More about Marie de Gournay

Now that I’ve begun to make up for my error in never writing about Marie de Gournay, I’m fascinated by her and have dug into Phillipe Desan’s book for more information. This might be a good time to point out that I’ve had to put down Desan’s book a couple times because it is so poorly edited and the mediocre translation doesn’t help either. It’s a difficult book to plow through, but it also contains some essential information and insights.

One thing I picked from Desan—which I need to use in my On Experience essay about Montaigne’s memory — is that he made heavy use of secretaries to compile his writing. So to the question of how Montaigne could really have as poor a memory as he claimed but also know so many learned quotations, the answer is likely that his secretaries either knew or looked up the citations for him. So a heavy revision of one essay is in order.
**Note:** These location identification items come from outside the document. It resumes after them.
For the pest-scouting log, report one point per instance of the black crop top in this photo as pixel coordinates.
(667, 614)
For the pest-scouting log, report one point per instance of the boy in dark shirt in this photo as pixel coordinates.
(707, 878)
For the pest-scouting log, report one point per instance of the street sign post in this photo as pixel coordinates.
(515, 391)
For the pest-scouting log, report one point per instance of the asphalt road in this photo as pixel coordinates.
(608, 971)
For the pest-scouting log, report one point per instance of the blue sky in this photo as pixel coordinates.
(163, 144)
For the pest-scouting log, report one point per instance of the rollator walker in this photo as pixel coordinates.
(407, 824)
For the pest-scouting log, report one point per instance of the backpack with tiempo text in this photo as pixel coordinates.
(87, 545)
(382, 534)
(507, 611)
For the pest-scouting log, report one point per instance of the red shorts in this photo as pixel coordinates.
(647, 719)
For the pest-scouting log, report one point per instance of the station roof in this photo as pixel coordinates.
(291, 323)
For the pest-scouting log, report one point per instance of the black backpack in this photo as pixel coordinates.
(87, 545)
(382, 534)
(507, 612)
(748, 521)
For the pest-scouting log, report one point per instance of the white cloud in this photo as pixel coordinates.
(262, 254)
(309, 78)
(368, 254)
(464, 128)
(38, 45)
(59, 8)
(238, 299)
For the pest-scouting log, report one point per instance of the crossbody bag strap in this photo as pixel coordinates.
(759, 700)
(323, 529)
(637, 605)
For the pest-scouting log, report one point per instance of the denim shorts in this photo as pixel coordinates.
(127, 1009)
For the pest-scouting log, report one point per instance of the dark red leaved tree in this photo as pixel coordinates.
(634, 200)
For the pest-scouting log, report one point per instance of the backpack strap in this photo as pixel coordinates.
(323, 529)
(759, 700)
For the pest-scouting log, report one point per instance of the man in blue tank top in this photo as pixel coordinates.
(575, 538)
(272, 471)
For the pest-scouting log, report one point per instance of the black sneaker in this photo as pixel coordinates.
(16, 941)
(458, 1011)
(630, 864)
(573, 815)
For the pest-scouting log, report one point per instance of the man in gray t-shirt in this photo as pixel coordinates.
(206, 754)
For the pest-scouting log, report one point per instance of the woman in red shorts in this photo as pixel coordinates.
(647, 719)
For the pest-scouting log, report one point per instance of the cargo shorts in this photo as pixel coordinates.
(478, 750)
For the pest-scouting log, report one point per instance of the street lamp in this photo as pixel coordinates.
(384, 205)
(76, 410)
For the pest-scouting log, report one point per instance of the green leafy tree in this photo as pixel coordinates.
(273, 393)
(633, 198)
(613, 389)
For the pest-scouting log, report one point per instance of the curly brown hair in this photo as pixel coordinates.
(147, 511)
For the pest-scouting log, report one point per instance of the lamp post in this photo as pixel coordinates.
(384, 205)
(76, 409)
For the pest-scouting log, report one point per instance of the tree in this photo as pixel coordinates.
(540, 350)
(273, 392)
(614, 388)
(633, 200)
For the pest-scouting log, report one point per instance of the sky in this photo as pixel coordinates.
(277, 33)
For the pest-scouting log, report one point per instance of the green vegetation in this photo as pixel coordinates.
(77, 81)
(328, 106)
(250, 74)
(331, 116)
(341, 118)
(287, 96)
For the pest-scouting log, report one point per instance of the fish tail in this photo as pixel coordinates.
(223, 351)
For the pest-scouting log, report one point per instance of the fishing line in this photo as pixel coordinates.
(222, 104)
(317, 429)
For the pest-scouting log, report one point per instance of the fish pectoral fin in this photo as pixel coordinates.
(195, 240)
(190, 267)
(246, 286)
I raise this point because it’s only when Gournay comes on the scene where Montaigne decides to stop using secretaries and rely on her for assistance. Desan concludes that Gournay’s role in shaping and promoting the latter essays (and revisions of earlier ones) was immense:

Marie de Gournay occupies a crucial place in the publishing history of the Essais. During the first half of the seventeenth century she worked tirelessly to have the work of her “adopted father” (père d’alliance) reprinted and accompanied throughout her life this “orphan entrusted to her,” as she called the text of the Essais in the preface she addressed to Cardinal Richelieu in 1635.

In the autumn of 1588, he no longer had any hope of playing a political role. Nevertheless, he had met a young woman determined to devote the rest of her life to spreading the fame of her “adoptive father.” Although he had not yet realized the consequences of this meeting, Montaigne had just found the ideal literary agent who was to allow him soon to be recognized as a major author of the French Renaissance.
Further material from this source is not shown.